Początek pojedynku duńsko-rosyjskiego był bardzo wyrównany. Pierwsze dwa gemy trwały aż 15 minut. Od wyniku 1:1 pięć następnych gemów padło jednak łupem 26-latki urodzonej w Odense, która objęła prowadzenie 1:0 w meczu. Była liderka światowego rankingu dobrze rozpoczęła również drugą odsłonę spotkanie i przełamała serwis rywalki już w pierwszym gemie. Reprezentantka Rosji tym razem błyskawicznie odrobiła stratę. Później obie tenisistki pilnowały swoich serwisów aż do dziesiątego gema, w którym Kuzniecowa zapisała pierwszego „breaka” na swoim koncie, dzięki czemu wyrównała stan rywalizacji. Początek decydującego seta należał do Wozniacki, która szybko odskoczyła na 3:0. Mistrzyni paryskiej imprezy z 2009 roku odrobiła część strat i miała piłkę na 3:3, ale jej nie wykorzystała. Dunka najpierw podwyższyła prowadzenie, a później wygrała również dwa następne gemy i awansowała do pierwszego ćwierćfinału Roland Garros od 7 lat.
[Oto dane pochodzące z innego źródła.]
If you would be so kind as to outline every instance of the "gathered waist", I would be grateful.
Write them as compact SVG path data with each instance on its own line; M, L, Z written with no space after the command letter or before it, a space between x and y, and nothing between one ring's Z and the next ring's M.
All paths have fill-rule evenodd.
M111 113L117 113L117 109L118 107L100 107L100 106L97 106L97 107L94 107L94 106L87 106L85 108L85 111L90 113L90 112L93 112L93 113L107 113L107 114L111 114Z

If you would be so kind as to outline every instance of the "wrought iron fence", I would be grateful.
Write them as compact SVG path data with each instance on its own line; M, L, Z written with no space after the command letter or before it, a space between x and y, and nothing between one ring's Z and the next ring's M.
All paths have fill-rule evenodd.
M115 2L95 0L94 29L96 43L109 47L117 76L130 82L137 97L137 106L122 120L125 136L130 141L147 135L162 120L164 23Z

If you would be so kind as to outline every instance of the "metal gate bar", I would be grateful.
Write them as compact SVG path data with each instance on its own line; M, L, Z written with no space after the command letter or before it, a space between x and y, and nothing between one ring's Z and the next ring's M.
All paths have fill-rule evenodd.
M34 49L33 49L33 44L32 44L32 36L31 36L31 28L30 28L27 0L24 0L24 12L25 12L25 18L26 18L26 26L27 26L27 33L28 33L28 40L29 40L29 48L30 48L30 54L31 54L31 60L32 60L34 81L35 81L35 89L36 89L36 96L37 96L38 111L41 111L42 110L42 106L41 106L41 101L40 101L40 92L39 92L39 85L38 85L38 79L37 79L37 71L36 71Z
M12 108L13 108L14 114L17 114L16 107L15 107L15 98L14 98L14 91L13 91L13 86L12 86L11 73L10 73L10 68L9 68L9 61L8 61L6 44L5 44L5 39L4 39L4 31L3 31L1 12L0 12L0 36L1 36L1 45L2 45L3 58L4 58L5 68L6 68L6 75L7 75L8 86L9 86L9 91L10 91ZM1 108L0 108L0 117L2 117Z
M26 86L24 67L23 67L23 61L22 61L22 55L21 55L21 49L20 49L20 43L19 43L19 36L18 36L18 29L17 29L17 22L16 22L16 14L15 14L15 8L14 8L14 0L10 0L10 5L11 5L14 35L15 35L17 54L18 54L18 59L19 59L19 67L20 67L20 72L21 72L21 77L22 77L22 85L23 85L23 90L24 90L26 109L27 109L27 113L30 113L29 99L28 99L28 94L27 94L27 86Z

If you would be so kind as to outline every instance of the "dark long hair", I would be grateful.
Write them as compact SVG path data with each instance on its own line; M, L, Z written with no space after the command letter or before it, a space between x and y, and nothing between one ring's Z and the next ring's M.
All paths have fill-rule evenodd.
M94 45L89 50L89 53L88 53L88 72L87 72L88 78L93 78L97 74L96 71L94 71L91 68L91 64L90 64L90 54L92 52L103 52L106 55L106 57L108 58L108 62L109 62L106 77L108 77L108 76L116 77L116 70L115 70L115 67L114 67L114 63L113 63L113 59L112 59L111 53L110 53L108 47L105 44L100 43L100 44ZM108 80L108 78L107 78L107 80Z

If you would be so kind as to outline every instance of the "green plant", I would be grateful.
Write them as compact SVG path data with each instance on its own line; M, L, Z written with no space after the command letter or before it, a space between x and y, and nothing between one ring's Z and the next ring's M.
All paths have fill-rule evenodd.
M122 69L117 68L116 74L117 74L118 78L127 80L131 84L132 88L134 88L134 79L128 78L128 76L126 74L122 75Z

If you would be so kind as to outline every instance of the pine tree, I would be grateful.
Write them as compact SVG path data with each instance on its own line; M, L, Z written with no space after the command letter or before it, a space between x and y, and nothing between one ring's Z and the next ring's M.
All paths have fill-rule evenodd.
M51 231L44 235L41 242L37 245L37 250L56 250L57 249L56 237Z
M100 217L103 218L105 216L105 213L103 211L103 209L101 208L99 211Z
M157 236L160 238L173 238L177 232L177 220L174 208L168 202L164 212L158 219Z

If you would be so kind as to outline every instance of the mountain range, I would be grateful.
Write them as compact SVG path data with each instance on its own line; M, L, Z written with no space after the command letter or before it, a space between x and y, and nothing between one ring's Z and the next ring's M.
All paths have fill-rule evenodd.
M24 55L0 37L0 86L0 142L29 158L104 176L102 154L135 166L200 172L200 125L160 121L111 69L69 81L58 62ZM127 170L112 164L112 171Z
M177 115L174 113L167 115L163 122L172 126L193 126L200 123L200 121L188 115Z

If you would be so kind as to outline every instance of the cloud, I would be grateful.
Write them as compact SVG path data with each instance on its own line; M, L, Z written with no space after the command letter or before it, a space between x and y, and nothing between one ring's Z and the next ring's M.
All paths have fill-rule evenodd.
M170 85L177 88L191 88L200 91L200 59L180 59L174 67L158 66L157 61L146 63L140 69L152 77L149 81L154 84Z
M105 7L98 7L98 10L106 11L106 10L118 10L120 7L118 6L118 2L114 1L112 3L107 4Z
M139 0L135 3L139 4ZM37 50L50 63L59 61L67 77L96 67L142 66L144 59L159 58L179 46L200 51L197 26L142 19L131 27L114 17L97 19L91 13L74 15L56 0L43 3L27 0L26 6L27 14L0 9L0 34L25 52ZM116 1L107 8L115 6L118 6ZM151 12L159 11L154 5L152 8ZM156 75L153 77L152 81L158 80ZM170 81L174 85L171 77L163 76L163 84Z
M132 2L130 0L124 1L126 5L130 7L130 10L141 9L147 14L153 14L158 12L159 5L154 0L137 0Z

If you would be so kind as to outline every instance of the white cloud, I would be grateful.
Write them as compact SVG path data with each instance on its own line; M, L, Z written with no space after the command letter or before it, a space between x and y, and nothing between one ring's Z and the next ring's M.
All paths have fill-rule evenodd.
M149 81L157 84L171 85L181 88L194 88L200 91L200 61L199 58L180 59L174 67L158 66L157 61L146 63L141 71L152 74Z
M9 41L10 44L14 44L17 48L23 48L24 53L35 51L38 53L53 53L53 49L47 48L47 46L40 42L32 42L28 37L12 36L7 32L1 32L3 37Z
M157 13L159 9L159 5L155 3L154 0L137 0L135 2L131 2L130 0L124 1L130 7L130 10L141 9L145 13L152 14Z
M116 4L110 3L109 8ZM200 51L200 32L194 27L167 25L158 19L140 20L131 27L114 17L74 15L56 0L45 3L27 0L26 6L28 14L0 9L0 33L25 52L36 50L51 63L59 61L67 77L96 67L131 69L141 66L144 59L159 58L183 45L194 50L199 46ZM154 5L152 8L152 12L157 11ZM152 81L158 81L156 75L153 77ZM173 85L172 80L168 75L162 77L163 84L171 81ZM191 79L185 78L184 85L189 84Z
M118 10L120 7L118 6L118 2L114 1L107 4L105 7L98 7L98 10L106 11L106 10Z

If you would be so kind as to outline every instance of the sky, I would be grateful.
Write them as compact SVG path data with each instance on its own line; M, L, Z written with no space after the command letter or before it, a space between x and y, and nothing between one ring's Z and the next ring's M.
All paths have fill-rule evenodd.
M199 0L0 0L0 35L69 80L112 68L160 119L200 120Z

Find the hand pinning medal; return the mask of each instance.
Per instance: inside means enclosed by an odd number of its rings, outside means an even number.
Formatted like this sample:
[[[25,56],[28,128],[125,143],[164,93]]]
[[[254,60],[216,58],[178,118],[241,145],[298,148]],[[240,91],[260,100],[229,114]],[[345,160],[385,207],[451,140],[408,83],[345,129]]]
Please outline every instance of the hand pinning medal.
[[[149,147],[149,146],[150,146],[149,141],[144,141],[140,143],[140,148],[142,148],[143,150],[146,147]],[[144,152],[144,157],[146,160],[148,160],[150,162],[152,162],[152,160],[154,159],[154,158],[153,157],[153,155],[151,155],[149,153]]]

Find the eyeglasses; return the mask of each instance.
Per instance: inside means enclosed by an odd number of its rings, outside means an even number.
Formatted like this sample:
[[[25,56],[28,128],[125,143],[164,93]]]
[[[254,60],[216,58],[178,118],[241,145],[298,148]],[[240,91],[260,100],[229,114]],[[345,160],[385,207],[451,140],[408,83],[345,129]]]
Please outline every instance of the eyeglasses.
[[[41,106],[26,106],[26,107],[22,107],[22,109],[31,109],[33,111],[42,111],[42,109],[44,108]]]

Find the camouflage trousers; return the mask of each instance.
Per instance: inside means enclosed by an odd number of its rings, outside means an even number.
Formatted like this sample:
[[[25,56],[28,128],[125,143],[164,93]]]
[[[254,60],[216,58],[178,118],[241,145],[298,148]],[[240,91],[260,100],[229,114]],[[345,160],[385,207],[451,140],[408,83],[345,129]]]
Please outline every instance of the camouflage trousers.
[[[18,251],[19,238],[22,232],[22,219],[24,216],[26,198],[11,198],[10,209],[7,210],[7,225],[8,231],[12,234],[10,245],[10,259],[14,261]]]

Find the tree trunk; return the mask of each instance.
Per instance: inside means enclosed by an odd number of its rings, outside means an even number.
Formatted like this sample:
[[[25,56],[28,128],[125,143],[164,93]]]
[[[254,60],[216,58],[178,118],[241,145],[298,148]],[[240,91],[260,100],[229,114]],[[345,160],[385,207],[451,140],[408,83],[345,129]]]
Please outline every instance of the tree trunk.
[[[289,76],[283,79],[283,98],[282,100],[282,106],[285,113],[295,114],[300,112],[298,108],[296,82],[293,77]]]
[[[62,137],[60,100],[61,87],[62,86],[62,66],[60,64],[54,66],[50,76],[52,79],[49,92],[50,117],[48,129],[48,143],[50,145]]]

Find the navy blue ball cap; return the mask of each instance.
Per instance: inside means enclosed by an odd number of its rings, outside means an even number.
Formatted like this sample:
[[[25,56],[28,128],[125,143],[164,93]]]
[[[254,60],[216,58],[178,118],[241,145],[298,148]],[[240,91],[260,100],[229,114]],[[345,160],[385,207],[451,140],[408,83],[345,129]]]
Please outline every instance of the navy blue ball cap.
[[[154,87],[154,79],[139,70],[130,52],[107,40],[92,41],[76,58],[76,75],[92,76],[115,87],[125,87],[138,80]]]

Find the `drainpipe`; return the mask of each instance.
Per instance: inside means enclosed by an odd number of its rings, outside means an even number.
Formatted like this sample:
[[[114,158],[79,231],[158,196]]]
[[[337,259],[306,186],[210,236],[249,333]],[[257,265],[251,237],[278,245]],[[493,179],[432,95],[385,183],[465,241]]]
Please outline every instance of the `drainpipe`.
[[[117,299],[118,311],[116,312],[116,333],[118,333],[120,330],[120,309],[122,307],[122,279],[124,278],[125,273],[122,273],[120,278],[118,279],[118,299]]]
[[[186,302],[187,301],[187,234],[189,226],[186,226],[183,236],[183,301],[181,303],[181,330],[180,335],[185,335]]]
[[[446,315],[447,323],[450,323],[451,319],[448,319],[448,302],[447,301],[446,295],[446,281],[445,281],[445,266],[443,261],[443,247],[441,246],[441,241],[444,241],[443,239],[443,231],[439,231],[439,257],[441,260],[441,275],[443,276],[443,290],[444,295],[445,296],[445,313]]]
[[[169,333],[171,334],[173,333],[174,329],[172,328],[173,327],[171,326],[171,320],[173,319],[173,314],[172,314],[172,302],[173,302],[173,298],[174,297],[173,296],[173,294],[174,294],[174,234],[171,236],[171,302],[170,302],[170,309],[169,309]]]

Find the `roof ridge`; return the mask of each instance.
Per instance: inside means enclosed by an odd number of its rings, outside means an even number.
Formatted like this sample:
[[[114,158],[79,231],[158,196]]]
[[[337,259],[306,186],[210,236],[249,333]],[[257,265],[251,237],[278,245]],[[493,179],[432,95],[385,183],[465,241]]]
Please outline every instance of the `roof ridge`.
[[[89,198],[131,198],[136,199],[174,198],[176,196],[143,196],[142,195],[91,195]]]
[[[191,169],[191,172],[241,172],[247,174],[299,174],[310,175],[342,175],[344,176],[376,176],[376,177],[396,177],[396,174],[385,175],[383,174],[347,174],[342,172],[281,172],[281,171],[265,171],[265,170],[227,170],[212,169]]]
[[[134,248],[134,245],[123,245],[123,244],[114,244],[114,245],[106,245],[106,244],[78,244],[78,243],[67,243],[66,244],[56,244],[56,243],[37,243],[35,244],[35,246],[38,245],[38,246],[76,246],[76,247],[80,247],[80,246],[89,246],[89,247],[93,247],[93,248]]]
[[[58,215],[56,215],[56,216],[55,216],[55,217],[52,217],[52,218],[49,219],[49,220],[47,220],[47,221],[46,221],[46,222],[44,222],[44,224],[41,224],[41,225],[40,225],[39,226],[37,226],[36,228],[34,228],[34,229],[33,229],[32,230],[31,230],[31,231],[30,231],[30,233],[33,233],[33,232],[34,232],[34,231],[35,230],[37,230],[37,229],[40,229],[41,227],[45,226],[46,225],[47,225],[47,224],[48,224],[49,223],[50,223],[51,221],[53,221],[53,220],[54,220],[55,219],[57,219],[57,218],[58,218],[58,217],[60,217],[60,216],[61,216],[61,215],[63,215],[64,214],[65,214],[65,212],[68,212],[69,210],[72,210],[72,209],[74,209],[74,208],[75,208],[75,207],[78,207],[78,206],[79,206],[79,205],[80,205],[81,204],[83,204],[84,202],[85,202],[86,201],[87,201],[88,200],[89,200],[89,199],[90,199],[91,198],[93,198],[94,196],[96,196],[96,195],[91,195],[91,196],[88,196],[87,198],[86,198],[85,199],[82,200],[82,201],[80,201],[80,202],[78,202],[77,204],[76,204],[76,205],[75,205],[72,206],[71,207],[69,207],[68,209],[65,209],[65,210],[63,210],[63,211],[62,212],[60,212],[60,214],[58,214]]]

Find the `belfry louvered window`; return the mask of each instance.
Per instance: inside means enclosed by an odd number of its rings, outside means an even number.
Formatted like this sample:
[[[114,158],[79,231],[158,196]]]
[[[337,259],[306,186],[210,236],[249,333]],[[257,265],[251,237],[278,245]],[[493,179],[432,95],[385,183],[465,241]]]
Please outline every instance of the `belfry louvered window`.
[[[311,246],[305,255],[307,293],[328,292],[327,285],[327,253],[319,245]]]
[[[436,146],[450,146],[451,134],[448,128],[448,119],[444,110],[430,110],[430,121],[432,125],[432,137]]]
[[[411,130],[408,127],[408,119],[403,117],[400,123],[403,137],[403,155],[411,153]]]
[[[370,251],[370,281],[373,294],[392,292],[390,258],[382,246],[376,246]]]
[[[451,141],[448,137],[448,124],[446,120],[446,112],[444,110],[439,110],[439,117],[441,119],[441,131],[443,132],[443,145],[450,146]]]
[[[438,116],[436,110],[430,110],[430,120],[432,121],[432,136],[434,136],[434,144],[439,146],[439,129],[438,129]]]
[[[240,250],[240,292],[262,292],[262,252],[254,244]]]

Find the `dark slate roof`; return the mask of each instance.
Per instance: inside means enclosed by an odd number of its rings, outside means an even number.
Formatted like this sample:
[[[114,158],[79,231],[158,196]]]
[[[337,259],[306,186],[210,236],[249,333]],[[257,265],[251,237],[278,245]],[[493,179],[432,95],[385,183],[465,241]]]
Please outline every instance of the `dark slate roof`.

Myślę, że gdy grałam tenis, który powinnam, to przynosiło dobry efekt – wyjaśniał po meczu 31-latka urodzona w Sankt Petersburgu. – Caroline bardzo dobrze się dzisiaj broniła i grała bardzo głęboko, blisko linii. Czułam dzisiaj, że zmarnowałam swoje szanse. W pierwszym secie było dużo równowag. W drugiej partii zagrałam lepiej. O losach trzeciego seta zadecydowało kilka kluczowych momentów. Przy równowadze zepsułam łatwego woleja z forhandu, dzięki czemu ona mnie przełamała i przegrywałam już 0:3. Obie miałyśmy problemy z grą pod wiatr. Później odrobiłam straty i miałam „breakpointa” na 3:3, ale popełniłam nieduży błąd. Caroline grała dzisiaj bardzo równo, a ja trochę zbyt często się myliłam.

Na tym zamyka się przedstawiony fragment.